By Maryclaire Dale
NORRISTOWN, PA.: Five same-sex couples obtained marriage licenses Wednesday in a suburban Philadelphia county defying a state ban on such unions, but the governor’s spokesman said the local officials lack the power to suspend state law.
Alicia Terrizzi and Loreen Bloodgood, of Pottstown, were the only couple to marry right away, exchanging vows in a park before a minister and their two young sons.
“We’re not setting out to be pioneers. We don’t think our family is any different than anybody else,” said Terrizzi, a 45-year-old teacher. “We’ve been waiting a long time for this.”
The licenses issued Wednesday in Montgomery County are believed to be the first to same-sex couples in Pennsylvania, the only northeastern state without same-sex marriages or civil unions.
A 1996 Pennsylvania law defines marriage as a civil contract in which a man and a woman take each other as husband and wife, and it says same-sex marriages, even ones entered legally elsewhere, are void in Pennsylvania.
The American Civil Liberties Union of Pennsylvania filed a lawsuit this month asking a federal judge to overturn the law.
Before that suit played out, officials in the affluent and increasingly Democratic county signaled this week that they would grant same-sex licenses.
They could find themselves in court nonetheless if Republican Gov. Tom Corbett or other state officials challenge their actions. In other states with same-sex marriage bans, licenses issued by defiant local officials have been voided by courts.
Montgomery County District Attorney Risa Ferman, a Republican, said Wednesday evening that a same-sex marriage license isn’t legally valid in Pennsylvania, but she said it’s not her place to intervene.
“The register of wills cannot change the laws of this commonwealth by simply ignoring them,” Ferman said in a statement. “If that change comes, it will be through Pennsylvania courts or the Legislature.”
Nils Hagen-Frederiksen, Corbett’s spokesman, added that officeholders “are constitutionally required to administer and enforce the laws” but did not immediately say whether any challenge was in the works.
Democratic Attorney General Kathleen Kane, though, has said that she will not defend the ban, leaving Corbett’s office to tackle the ACLU lawsuit.
The risk of a court fight down the road did not stop the eight women and two men who picked up marriage licenses.
“Today I feel like a full citizen,” said Marcus Saitschenko, 52, of Philadelphia, who came to the suburban courthouse with his partner of 22 years, James Goldstein. “We’re just hoping that the state will recognize it.”
Montgomery County has the state’s third-largest population.
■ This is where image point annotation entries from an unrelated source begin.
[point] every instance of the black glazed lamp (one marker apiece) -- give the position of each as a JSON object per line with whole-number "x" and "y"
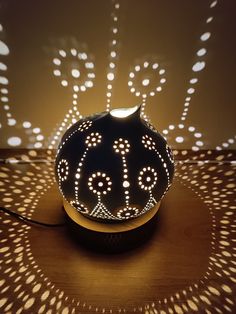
{"x": 113, "y": 166}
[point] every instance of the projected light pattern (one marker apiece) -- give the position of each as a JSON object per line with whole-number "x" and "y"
{"x": 75, "y": 70}
{"x": 113, "y": 52}
{"x": 34, "y": 290}
{"x": 214, "y": 292}
{"x": 226, "y": 144}
{"x": 143, "y": 80}
{"x": 15, "y": 132}
{"x": 197, "y": 67}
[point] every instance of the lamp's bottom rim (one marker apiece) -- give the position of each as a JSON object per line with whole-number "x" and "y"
{"x": 104, "y": 227}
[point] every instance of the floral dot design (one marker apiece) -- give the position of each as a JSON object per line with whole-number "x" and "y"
{"x": 85, "y": 125}
{"x": 128, "y": 212}
{"x": 148, "y": 142}
{"x": 170, "y": 154}
{"x": 99, "y": 183}
{"x": 93, "y": 139}
{"x": 147, "y": 178}
{"x": 80, "y": 207}
{"x": 121, "y": 146}
{"x": 63, "y": 170}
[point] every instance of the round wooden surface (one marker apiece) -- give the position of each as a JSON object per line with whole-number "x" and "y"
{"x": 109, "y": 227}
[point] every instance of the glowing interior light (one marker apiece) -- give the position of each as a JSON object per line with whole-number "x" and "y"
{"x": 3, "y": 80}
{"x": 179, "y": 139}
{"x": 198, "y": 66}
{"x": 75, "y": 73}
{"x": 26, "y": 124}
{"x": 4, "y": 50}
{"x": 205, "y": 36}
{"x": 145, "y": 82}
{"x": 110, "y": 76}
{"x": 3, "y": 66}
{"x": 201, "y": 52}
{"x": 56, "y": 61}
{"x": 14, "y": 141}
{"x": 123, "y": 112}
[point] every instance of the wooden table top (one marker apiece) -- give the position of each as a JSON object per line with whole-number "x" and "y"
{"x": 187, "y": 265}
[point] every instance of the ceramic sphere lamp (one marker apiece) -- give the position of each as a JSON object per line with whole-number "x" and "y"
{"x": 112, "y": 170}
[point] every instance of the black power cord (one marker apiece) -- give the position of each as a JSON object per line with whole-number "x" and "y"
{"x": 29, "y": 220}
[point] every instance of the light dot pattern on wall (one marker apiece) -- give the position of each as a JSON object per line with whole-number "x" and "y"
{"x": 14, "y": 134}
{"x": 112, "y": 52}
{"x": 143, "y": 80}
{"x": 75, "y": 70}
{"x": 112, "y": 154}
{"x": 210, "y": 183}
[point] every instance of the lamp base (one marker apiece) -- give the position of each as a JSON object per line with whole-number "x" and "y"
{"x": 113, "y": 237}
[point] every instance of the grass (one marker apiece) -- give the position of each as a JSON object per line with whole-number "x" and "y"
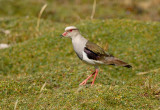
{"x": 41, "y": 71}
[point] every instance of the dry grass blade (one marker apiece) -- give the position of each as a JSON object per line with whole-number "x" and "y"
{"x": 142, "y": 73}
{"x": 40, "y": 14}
{"x": 15, "y": 105}
{"x": 94, "y": 9}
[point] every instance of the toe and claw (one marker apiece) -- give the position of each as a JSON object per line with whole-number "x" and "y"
{"x": 85, "y": 81}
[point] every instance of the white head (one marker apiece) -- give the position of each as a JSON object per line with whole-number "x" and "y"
{"x": 70, "y": 31}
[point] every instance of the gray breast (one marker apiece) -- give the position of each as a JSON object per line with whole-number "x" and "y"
{"x": 79, "y": 43}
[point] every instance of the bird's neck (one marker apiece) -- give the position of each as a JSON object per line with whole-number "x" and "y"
{"x": 78, "y": 39}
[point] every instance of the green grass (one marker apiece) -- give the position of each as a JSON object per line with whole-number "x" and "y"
{"x": 38, "y": 58}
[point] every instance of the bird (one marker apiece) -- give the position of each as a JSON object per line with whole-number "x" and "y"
{"x": 90, "y": 53}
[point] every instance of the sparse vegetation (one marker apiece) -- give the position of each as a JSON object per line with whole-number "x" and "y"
{"x": 41, "y": 71}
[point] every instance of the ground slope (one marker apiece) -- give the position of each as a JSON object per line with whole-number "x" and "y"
{"x": 42, "y": 71}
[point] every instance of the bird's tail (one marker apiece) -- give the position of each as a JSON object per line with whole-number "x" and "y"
{"x": 116, "y": 62}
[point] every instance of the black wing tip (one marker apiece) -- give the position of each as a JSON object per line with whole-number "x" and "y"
{"x": 128, "y": 66}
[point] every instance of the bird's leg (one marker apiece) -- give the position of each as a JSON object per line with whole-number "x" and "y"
{"x": 96, "y": 72}
{"x": 85, "y": 81}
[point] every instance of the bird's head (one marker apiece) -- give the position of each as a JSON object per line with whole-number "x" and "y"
{"x": 70, "y": 31}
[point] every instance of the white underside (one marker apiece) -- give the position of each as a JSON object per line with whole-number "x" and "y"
{"x": 90, "y": 61}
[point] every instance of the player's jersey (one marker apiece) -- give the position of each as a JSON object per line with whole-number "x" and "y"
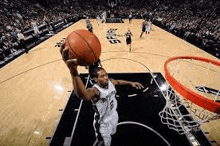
{"x": 105, "y": 107}
{"x": 128, "y": 34}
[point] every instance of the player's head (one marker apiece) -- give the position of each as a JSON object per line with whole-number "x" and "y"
{"x": 99, "y": 75}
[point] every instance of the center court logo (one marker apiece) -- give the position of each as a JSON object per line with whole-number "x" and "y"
{"x": 111, "y": 36}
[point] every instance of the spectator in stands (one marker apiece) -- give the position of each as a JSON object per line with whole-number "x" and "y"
{"x": 35, "y": 28}
{"x": 21, "y": 39}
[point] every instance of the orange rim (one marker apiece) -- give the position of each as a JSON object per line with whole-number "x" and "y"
{"x": 186, "y": 92}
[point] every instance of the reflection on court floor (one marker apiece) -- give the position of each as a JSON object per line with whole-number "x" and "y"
{"x": 139, "y": 121}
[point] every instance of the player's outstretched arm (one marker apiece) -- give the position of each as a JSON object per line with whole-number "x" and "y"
{"x": 136, "y": 85}
{"x": 79, "y": 88}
D. Bruce Hanes, the register of wills, said he wanted to come down “on the right side of history and the law.” His decision came weeks after the U.S. Supreme Court struck down parts of the Defense of Marriage Act.
Ted Martin, the executive director of Equality Pennsylvania, said that, to the best of his knowledge, the licenses were the first same-sex marriage licenses ever issued in Pennsylvania.
Retired marketing executive Ellen Toplin, 60, and partner Charlene Kurland, 69, sought a license Wednesday after 22 years together. Both had previously been married to men, and between them have three children and one grandchild.
“It was expected that I would marry a man, have children and have two cars in the suburbs,” Kurland said. “I think it’s wonderful for young people today to be able to be who they are.”
Two other women had considered applying for a license Tuesday, but they changed course after their lawyer talked to the ACLU, which raised the likelihood of a legal challenge.
Bruce Castor, a Republican county commissioner and a former prosecutor, said opponents could ask Kane’s office to challenge the same-sex licenses in court.